Thailand-based, two Michelin-star chef James Noble is also championing the movement with his latest innovative project, ORI9IN. Noble left the kitchen for the fields to found organic farm, The Boutique Farmers in Thailand’s Hua Hin to counteract the huge food waste and environmental impact he saw in kitchens.

“We [chefs] didn’t really care where ingredients came from because we could mark it up accordingly on the menu,” he says. “If you wanted a specific ingredient from Brazil, then we would import a specific ingredient from Brazil. That had to change.”

Covid has helped highlight the need and desire for fresh and healthy produce with a known lifecycle of production that we can feel comfort in.

Drew Anderson, director, Topo Studio Design

In October, ORI9IN – a joint venture between Noble and Singapore-based hospitality group Banyan Tree Hotels & Resorts – is slated to open as Thailand’s first gourmet organic farm. The expansive 142 hectares of land aims to shake up the country’s hospitality industry by providing restaurants and hotels with plots of land to rent. Farmers will then be recruited to grow and cultivate specified ingredients.

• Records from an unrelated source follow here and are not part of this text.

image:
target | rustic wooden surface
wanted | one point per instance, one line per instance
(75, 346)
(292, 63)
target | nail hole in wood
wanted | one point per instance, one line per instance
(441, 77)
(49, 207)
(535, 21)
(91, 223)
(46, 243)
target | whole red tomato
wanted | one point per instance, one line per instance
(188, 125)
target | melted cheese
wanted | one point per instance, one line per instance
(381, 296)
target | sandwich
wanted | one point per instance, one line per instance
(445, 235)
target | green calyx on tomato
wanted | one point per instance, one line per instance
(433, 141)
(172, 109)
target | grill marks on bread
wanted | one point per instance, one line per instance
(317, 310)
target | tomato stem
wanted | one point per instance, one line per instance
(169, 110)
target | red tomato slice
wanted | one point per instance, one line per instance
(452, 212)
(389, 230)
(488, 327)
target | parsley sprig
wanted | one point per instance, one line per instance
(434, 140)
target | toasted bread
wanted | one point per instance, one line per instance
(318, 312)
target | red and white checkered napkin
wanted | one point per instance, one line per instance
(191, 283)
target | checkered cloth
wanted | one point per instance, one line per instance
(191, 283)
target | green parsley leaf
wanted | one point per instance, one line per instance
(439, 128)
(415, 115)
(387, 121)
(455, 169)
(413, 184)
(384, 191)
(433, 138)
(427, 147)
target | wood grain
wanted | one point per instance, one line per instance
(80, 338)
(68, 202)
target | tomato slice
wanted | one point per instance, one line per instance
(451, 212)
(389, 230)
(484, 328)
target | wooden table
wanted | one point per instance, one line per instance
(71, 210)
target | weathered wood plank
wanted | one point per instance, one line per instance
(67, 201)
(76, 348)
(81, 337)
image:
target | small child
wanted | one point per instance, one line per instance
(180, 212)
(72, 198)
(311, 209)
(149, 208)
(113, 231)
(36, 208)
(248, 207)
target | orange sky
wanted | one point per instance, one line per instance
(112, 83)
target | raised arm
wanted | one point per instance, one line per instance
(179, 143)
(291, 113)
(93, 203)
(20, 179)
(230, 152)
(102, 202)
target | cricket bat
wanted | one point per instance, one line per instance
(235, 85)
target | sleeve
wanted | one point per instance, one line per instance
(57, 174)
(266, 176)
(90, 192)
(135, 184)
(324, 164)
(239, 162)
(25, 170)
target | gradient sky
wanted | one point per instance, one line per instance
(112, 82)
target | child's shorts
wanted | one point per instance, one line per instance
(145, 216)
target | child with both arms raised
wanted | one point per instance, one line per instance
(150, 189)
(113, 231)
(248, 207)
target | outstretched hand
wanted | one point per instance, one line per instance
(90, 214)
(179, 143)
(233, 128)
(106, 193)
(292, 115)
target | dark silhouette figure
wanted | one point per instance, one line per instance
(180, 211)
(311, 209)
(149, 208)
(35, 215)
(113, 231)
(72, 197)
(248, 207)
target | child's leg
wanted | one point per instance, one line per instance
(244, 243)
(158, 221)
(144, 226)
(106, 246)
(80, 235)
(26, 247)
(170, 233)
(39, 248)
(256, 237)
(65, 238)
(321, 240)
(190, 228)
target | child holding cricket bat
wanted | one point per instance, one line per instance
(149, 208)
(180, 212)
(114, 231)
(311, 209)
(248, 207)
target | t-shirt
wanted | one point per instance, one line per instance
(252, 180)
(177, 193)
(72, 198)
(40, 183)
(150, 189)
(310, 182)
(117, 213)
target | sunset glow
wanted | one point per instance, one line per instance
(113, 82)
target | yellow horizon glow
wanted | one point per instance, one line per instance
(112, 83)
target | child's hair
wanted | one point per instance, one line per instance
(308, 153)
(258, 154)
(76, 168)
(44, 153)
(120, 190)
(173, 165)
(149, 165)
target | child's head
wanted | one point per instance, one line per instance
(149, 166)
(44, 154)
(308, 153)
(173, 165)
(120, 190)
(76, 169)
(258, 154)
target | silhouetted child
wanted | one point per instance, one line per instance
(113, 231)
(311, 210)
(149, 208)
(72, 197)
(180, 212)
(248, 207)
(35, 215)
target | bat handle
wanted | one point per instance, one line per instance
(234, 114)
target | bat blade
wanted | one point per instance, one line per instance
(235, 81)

The vast grounds take in a range of climates, from mountainous to low land, and differing soil types. A variety of controlled growing environments dot the area, with hydroponics and traditional methods of farming also used. This means produce from across the globe can be cultivated. “This can completely cut out air miles,” says Noble.

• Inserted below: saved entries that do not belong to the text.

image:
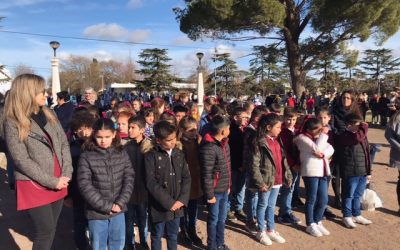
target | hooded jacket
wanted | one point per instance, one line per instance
(215, 165)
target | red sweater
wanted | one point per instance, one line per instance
(275, 148)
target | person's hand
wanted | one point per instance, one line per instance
(212, 200)
(177, 205)
(116, 208)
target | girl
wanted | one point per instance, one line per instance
(314, 168)
(190, 139)
(269, 172)
(40, 150)
(392, 134)
(105, 180)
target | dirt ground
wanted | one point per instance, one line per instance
(16, 228)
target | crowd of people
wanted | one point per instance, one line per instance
(155, 165)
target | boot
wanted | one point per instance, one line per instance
(193, 236)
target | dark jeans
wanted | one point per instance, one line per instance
(80, 225)
(216, 221)
(188, 221)
(352, 191)
(138, 214)
(316, 198)
(157, 231)
(45, 222)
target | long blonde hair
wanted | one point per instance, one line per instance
(21, 103)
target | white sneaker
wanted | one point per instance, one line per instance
(274, 236)
(322, 229)
(263, 238)
(361, 220)
(349, 223)
(313, 230)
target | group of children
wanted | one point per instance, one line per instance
(152, 167)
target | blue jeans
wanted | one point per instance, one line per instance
(216, 221)
(157, 231)
(316, 198)
(286, 196)
(138, 214)
(236, 197)
(352, 191)
(266, 209)
(111, 230)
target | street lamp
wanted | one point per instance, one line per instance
(55, 84)
(200, 84)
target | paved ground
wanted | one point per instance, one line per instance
(15, 227)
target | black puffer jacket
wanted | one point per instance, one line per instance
(105, 177)
(167, 180)
(215, 165)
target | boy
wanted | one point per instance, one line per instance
(216, 179)
(122, 122)
(137, 206)
(168, 183)
(355, 168)
(180, 111)
(239, 121)
(287, 134)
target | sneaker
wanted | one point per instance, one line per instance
(349, 223)
(274, 236)
(251, 227)
(263, 238)
(322, 229)
(289, 219)
(240, 215)
(231, 215)
(361, 220)
(313, 230)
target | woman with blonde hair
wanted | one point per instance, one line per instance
(40, 150)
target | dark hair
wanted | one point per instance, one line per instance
(352, 118)
(138, 120)
(275, 107)
(218, 123)
(63, 95)
(180, 108)
(311, 124)
(270, 119)
(102, 124)
(81, 118)
(289, 112)
(238, 111)
(163, 129)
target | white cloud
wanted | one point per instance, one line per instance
(134, 4)
(116, 32)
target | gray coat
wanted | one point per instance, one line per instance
(34, 158)
(393, 137)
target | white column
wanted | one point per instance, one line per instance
(55, 84)
(200, 90)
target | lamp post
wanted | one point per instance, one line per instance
(200, 84)
(55, 84)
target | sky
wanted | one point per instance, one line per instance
(144, 23)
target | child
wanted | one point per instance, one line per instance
(168, 183)
(268, 173)
(122, 122)
(148, 114)
(189, 138)
(239, 121)
(180, 111)
(105, 180)
(314, 152)
(355, 168)
(137, 206)
(216, 179)
(287, 135)
(81, 127)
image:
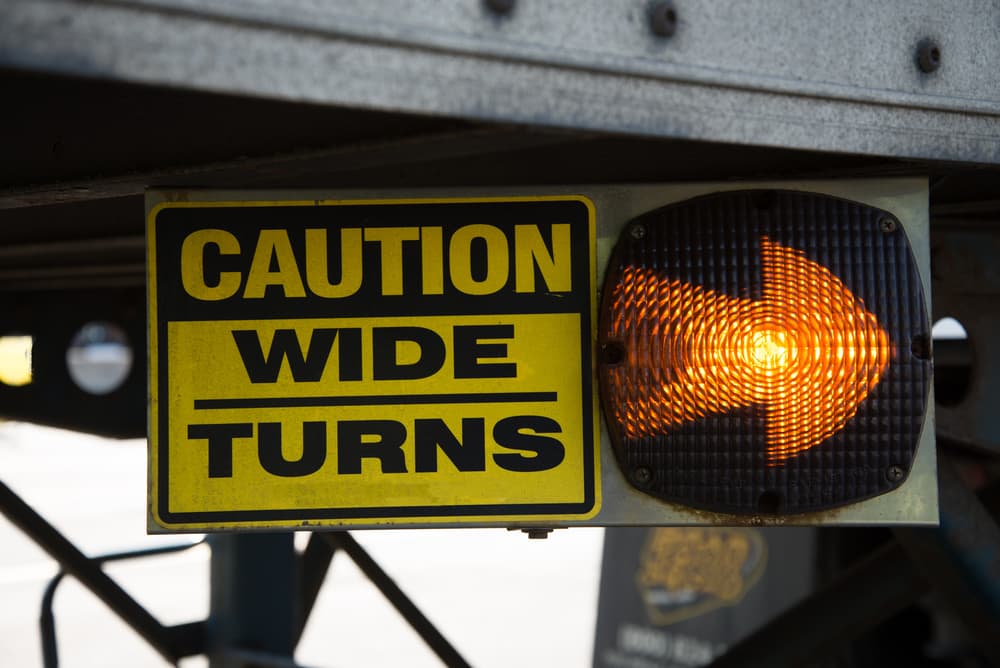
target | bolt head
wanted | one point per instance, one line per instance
(663, 19)
(637, 231)
(928, 56)
(642, 475)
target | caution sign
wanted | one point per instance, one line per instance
(328, 362)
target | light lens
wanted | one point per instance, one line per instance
(764, 352)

“In theory, they can have their own farm without getting themselves dirty, sweaty, hot and bothered, which we do on a daily basis,” he adds. “This enables chefs to grow specific products for their specific outlets, whether a Michelin Star restaurant in Bangkok or street food vendor.”

ORI9IN is also tapping into the agritourism trend. The site will feature a sprawling 32 hectares of maize mazes where visitors can get lost while interacting with their environment. Harvested corn is given to local communities to sell, with the remainder fed to their cattle. 

Its restaurant, Waiting For May, also pledges a menu made entirely from ingredients from within a 30km radius.

“Especially in today’s society, people need to see where things come from,” says Noble. “They need to get dirt between their toes and understand how hard it is to be a farmer. Agritourism does that.”

Anderson says in the last decade, Topo has designed more than 100 hotel projects worldwide. Of those, at least 50 percent have involved edible gardens, chef gardens and holistic farm-to-table concepts.

Workers at South Farm in Bohol, the Philippines. Image: Marissa Carruthers

Workers at South Farm in Bohol, the Philippines. Image: South Farm

One of its latest projects is South Farm in Pagalo, a small island connected to Bohol in the Philippines, which puts agritourism at its heart. The educational organic farm was slated to open earlier this year as a visitor attraction. However, plans were pushed back until the country eases restrictions.

It features a series of organic farms and animals, while old farm machines have been upcycled and turned into fun children’s playparks. To celebrate the island’s agricultural and artisanal roots, the farm also employs local artisans to craft pottery and weaving. A goat breeding programme will, with the help of locals, produce cheese and milk.

Food grown onsite will supply the farm’s sister resorts on the island, with guests able to enjoy an interactive day on the farm.

“Agritourism helps hotel and resorts engage with local enterprise and encourages supporting local communities,” says Anderson. “The abundance of agriculture that exists in Asia and the skillset mean finding the right people to help develop farm-to-table is not hard.”

With the seeds already sown, Southeast Asia looks slated to enjoy a fruitful farm-to-table future. “Its foundation has been set,” Anderson adds. “Covid has helped highlight the need and desire for fresh and healthy produce with a known lifecycle of production that we can feel comfort in.”